Medical Knowledge Graph the main structure and part of data are from https://github.com/liuhuanyong/QASystemOnMedicalKG
python == 3.7.0
neo4j == 4.1.0
py2neo == 4.3.0
pymysql == 0.10.0
The project mainly depends on the structure from
https://github.com/liuhuanyong/QASystemOnMedicalKG.
Apart from that, adding the drug recommend system on it and the drug data is from
https://www.jiankangle.com/healthMall/category;jsessionid=FDC570E85A0BE68990B51FAB6307B454.
KG_data.py: match the disease and medicine (but the result is not so good)
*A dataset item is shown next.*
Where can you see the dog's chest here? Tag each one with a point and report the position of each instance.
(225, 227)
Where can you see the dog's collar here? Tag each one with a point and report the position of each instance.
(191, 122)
KG_parameters.py: store the various paths of data
KG_functions.py: store some used functions in this project
build_graph.py: upload the structured data to neo4j database
classifier: classify the intention of the patient's query
paser.py: transfer to required sql query sentence
searcher.py: return the information queried
drug_recommend.py: return the recommended drug
It contains 9 kinds of nodes (category of drug, drug, disease,symptom, food, department, check, parts) and 12 kinds of relationships Totally 28000 entity nodes and 360000 relationships
the main method to classify question and name entity is based on string matching which is highly dependent on the size of vocabulary and not flexible.
Further Suggestion:
- Using a NER model like BiLSTM+CRF, HMM and some other sequential models extracts the entities which could be applied to much more cases and avoid the limition of the vocabulary size.
- Applying a method that compare the similarity of words and transfer the entity extracted from NER model to standard key words in SQL. Carry out the sql query and return the required answer.